Plastic bottles. Food wrappers. Medicine packets. Old clothes. Broken glass bottles. Disposable cups. Polythene bags. Every kind of waste imaginable came rushing down with the floodwaters from the streams that pass through our area.
Within hours, my paddy field looked less like farmland and more like a dumping ground. The streams that should carry clean mountain water now carry the carelessness of an entire society.
What angers me most is that this garbage did not appear magically. Someone threw it there. Someone living upstream, in the settlements around 14th Mile, 15th Mile, 16th Mile and other areas, looked at a bottle, a wrapper or a bag and decided that the stream would take care of it.
The stream did. It delivered it straight to my field. People proudly say that Sikkim is India’s cleanest state.
I have begun to wonder whether Sikkim is clean only where cameras are pointed.
We see beautiful drone shots on Instagram. We see influencers praising pristine landscapes. We see tourism advertisements showing crystal-clear rivers and green mountains. We celebrate awards and rankings.
But who sees what arrives in the streams during the monsoon? Who sees the plastic trapped in paddy fields? Who sees the broken bottles buried in agricultural land?
Who sees farmers spending hours picking up somebody else’s garbage instead of tending their crops?
Cleanliness is not measured by how beautiful a place looks on social media. It is measured by what happens when nobody is watching.
And right now, our streams are telling a very different story. I am tired of hearing that people in Sikkim are environmentally conscious.
If that were entirely true, why are medicine wrappers floating down mountain streams?
Why are alcohol bottles reaching agricultural fields? Why are plastic packets appearing in irrigation channels?
Why is a farmer forced to clean up waste generated by people he has never met?
I want to know whom I should approach. Should I complain to the Gram Panchayat? Should I approach government officials? Should I file a written complaint with the Rural Development Department or the concerned authorities?

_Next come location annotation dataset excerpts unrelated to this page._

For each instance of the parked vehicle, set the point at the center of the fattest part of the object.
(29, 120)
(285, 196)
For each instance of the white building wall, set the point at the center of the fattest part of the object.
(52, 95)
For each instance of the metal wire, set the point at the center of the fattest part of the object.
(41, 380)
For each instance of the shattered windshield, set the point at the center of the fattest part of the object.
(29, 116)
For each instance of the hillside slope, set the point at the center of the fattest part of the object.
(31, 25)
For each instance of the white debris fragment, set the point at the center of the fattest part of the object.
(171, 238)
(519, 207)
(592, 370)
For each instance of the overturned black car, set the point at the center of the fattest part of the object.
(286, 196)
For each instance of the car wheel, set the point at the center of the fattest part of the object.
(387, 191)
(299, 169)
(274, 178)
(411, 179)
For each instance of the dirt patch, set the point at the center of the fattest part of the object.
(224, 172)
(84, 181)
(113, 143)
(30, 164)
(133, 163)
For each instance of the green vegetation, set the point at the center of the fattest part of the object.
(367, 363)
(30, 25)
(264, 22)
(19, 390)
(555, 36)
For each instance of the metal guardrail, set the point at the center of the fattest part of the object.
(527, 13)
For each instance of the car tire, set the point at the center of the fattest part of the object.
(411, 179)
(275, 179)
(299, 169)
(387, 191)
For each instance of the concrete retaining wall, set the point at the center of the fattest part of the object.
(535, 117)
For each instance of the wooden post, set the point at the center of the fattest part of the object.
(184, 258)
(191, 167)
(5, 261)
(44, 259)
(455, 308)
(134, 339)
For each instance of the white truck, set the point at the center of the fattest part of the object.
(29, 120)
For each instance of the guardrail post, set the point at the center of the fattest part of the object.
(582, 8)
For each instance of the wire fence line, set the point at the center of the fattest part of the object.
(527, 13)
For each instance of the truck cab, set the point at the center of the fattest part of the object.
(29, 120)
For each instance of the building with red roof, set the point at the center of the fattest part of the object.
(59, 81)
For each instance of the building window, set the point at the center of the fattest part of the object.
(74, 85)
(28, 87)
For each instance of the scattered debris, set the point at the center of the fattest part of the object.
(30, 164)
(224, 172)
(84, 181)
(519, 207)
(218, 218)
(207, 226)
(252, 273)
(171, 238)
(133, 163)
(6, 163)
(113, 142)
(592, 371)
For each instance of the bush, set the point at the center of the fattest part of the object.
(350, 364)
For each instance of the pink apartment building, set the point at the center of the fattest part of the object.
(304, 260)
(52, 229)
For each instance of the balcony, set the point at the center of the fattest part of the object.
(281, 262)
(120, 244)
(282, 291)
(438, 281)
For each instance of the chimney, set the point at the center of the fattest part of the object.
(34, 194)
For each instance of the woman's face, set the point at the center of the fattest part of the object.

Or will the responsibility simply be passed from one office to another while the next rainfall brings another load of garbage into my land?
This is no longer just an issue of cleanliness. It is an issue of agriculture. It is an issue of public responsibility. It is an issue of respect.
When you throw waste into a stream, you are not making the problem disappear. You are simply transferring it to someone else. In this case, that someone else is a farmer trying to grow food.
The truth is harsh. Every bottle thrown casually into a nala has a destination. Every wrapper tossed from a vehicle window has a destination. Every plastic bag dumped into a stream has a destination.
That destination is often somebody’s field, somebody’s village, somebody’s water source, somebody’s livelihood.
Yesterday, that destination was my paddy field. I am angry. Not because of the flood. Floods are part of nature.
I am angry because the garbage is not. The garbage is a choice. And until we stop making that choice, all our claims about being a clean, environmentally conscious state are nothing more than a performance. If nobody else is willing to start the conversation, perhaps I will.
Perhaps it is time for villagers, schools, panchayats, churches, monasteries, government departments and community organisations to adopt streams and monitor them. Perhaps it is time to publicly identify dumping hotspots.
Perhaps it is time to stop congratulating ourselves and start looking honestly at what is flowing through our waterways.
Because if this continues, farmers like me will spend more time collecting plastic than growing rice. And that should shame all of us.
Views expressed are that of the author and do not reflect EastMojo’s stance on this or any other issue. The author is a farmer and registered monk based out of Ravangla, Sikkim.